Per l’UE l’aborto è un diritto umano

207
Pochi giorni fa, l’UE, nel totale silenzio di media e istituzioni, ha votato il rapporto Matic che definisce l’aborto come un diritto umano. In maniera del tutto arbitraria e ideologica, l’Unione Europea ha deciso, dunque, che il peggiore degli assassinii sia invece d’ora in avanti un “diritto umano”. Certo, non diritto del nascituro, i cui diritti non sono ormai più tutelati nella maggior parte degli Stati europei purtroppo. Rinchiusi nei loro palazzi, vicini a quelle élite globaliste assuefatte dall’ideologia gender e sostenitori indefessi di un mondo no borders, senza limiti o confini, la maggior parte degli europarlamentari si è rivelata, ancora una volta, essere la spina dorsale della sovversione nel cuore stesso dell’Europa.
Piuttosto di tutelare presunti diritti egoistici di chi già vive e vuole vivere ancor più egoisticamente, quando si lavorerà per tutelare il nascituro, quella vita innocente e pura che ha la sola colpa di non soddisfare gli egoici desideri di chi l’ha messa al mondo? Quando tuteleremo il diritto dei bambini e delle bambine innocenti sacrificate sull’altare del nostro egoismo?

www.provitaefamiglia.it – “Il Parlamento europeo chiamato a votare sul progetto di relazione di Predrag Fred Matić sulla salute sessuale e riproduttiva delle donne ha approvato uno scempio giuridico ed etico: l’aborto come diritto umano. Un omicidio può diventare un diritto?” così Toni Brandi, presidente di Provita e famiglia onlus sul Rapporto Matic che è stato approvato qualche minuto fa con 378 voti favorevoli, 255 contrari e 4 astenuti.

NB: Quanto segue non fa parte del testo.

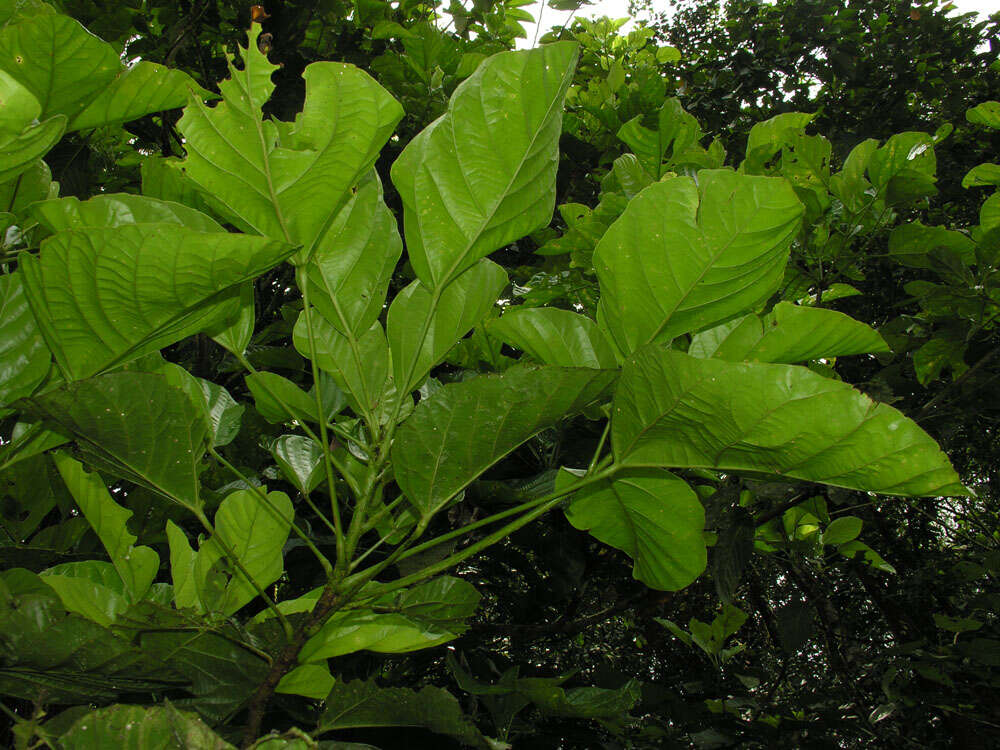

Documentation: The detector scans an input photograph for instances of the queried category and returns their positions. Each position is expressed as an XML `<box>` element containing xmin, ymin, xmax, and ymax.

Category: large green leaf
<box><xmin>53</xmin><ymin>453</ymin><xmax>160</xmax><ymax>602</ymax></box>
<box><xmin>0</xmin><ymin>13</ymin><xmax>211</xmax><ymax>130</ymax></box>
<box><xmin>299</xmin><ymin>576</ymin><xmax>480</xmax><ymax>663</ymax></box>
<box><xmin>488</xmin><ymin>307</ymin><xmax>618</xmax><ymax>369</ymax></box>
<box><xmin>392</xmin><ymin>365</ymin><xmax>617</xmax><ymax>517</ymax></box>
<box><xmin>0</xmin><ymin>271</ymin><xmax>52</xmax><ymax>406</ymax></box>
<box><xmin>611</xmin><ymin>352</ymin><xmax>968</xmax><ymax>495</ymax></box>
<box><xmin>31</xmin><ymin>193</ymin><xmax>225</xmax><ymax>232</ymax></box>
<box><xmin>59</xmin><ymin>702</ymin><xmax>235</xmax><ymax>750</ymax></box>
<box><xmin>316</xmin><ymin>680</ymin><xmax>491</xmax><ymax>750</ymax></box>
<box><xmin>392</xmin><ymin>42</ymin><xmax>577</xmax><ymax>290</ymax></box>
<box><xmin>566</xmin><ymin>469</ymin><xmax>707</xmax><ymax>591</ymax></box>
<box><xmin>386</xmin><ymin>259</ymin><xmax>507</xmax><ymax>393</ymax></box>
<box><xmin>178</xmin><ymin>24</ymin><xmax>403</xmax><ymax>260</ymax></box>
<box><xmin>20</xmin><ymin>224</ymin><xmax>294</xmax><ymax>380</ymax></box>
<box><xmin>194</xmin><ymin>490</ymin><xmax>295</xmax><ymax>615</ymax></box>
<box><xmin>688</xmin><ymin>302</ymin><xmax>889</xmax><ymax>364</ymax></box>
<box><xmin>594</xmin><ymin>170</ymin><xmax>803</xmax><ymax>354</ymax></box>
<box><xmin>33</xmin><ymin>372</ymin><xmax>211</xmax><ymax>509</ymax></box>
<box><xmin>306</xmin><ymin>170</ymin><xmax>403</xmax><ymax>337</ymax></box>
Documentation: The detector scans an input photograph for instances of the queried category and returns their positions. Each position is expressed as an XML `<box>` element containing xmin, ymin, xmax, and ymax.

“Non è uno scempio solo perché i temi in questione esulano dalle competenze dell’UE e rientrano, in base al principio di sussidiarietà, nella sovranità dei singoli Stati membri, ma anche perché è evidente dalla bibliografia citata che gli spunti e i dati considerati per stendere il rapporto sono solo ed esclusivamente di abortisti convinti: la Guttmacher – Lancet Commission, l’Organizzazione mondiale della sanità, le agenzie Onu come l’Unfpa, e l’Open Democracy (non poteva mancare George Soros!)” ha continuato il vice presidente Jacopo Coghe.  

“L’ideologia abortista che permea il rapporto Matic, non tiene in conto ma cancella l’umanità del figlio che è nel grembo della madre e gli effetti deleteri dell’aborto sulla salute fisica e psichica delle donne. Su questo ci sono dati, c’è letteratura, non si tratta di opinioni: ma il tutto viene semplicemente ignorato” ha concluso la nota.